«Mehr Anreize anstelle von Verboten»
Kircherberg/SG. Die BDP des Kantons St.Gallen hat ihr Parteiprogramm verabschiedet. Familien und Bildung seien wichtiger.
Die Bügerlich-Demokratische Partei (BDP) des Kantons St.Gallen, die Ende Januar gegründet worden ist, hat
am Mittwoch in Kirchberg ihr Parteiprogramm verabschiedet, wie sie am Donnerstag mitteilte. Familie und Bildung sind der BDP wichtig.

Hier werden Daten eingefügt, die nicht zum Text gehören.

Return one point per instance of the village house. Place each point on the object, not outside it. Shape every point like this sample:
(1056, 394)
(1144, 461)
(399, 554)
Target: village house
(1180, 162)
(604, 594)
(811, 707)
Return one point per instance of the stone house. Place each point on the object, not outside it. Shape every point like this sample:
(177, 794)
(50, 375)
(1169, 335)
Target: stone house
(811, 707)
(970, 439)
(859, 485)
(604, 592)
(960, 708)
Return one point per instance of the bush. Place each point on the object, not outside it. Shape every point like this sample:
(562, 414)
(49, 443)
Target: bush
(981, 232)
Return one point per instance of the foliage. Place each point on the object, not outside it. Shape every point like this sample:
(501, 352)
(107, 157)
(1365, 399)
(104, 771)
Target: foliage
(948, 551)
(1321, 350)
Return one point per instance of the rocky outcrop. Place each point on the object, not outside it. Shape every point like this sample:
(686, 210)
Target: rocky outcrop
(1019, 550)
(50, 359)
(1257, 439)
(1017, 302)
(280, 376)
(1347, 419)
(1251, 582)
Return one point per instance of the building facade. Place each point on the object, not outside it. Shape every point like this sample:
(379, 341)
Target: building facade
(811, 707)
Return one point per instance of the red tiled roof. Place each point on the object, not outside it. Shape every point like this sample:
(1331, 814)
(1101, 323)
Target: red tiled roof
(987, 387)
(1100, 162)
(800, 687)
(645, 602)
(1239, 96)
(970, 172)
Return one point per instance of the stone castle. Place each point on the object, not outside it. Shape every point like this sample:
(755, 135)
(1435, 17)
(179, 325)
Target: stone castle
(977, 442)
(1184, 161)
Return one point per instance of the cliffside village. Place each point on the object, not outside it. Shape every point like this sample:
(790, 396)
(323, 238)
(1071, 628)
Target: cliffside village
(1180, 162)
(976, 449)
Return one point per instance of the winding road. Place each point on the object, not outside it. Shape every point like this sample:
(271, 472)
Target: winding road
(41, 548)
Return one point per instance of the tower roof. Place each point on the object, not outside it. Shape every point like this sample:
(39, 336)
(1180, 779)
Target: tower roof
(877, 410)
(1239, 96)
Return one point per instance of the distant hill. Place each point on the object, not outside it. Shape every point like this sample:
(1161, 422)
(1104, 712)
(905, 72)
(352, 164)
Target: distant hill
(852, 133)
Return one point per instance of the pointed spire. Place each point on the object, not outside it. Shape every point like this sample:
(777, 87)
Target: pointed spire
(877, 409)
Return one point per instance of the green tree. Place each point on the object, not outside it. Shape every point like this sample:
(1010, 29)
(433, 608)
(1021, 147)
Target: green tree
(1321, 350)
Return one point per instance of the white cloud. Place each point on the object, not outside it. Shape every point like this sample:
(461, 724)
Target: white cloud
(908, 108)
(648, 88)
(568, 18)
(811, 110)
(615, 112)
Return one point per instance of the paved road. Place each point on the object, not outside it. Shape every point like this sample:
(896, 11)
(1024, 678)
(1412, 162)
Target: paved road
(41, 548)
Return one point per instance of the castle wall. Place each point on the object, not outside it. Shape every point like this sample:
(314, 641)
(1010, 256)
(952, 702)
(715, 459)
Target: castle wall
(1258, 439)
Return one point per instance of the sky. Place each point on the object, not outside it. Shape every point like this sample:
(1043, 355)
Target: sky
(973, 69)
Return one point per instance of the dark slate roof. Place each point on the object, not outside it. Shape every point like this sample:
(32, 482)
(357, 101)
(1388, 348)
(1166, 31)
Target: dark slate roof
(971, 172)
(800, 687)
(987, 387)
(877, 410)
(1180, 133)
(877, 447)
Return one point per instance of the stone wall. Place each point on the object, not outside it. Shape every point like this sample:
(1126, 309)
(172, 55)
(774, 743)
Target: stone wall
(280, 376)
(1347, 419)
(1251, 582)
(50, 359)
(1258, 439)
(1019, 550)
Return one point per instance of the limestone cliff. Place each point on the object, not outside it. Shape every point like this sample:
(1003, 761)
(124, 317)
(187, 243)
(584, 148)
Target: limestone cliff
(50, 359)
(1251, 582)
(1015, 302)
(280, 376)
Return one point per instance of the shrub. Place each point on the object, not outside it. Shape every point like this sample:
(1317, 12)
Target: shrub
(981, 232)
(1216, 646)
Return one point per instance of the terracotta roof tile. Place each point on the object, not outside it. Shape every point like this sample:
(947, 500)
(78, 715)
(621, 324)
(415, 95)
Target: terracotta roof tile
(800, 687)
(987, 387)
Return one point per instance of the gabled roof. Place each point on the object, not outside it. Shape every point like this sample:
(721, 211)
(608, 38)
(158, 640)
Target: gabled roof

Sie will auch Alleinerziehende und Patchwork-Familien fördern, wie es im Communiqué heisst. Die BDP steht demnach auch hinter Kinder-Tagesstätten und Betreuungseinrichtungen, welche Eltern die Möglichkeit bieten, einer Arbeit nachzugehen. Generell wünscht die BDP mehr Anreize und gleichzeitig weniger Verbote, wie es heisst.
Die BDP St.Gallen will sich auch für die Zusammenarbeit über die Landesgrenzen hinaus stark machen. In der Ausländerpolitik steht für die Partei die Integration an erster Stelle. Mit Ausländern, die straffällig werden, soll dagegen konsequent umgegangen werden.
In der Umweltpolitik fordert die BDP-Kantonalpartei einen guten Mix aus traditionellen und erneuerbaren Energieproduktionsformen.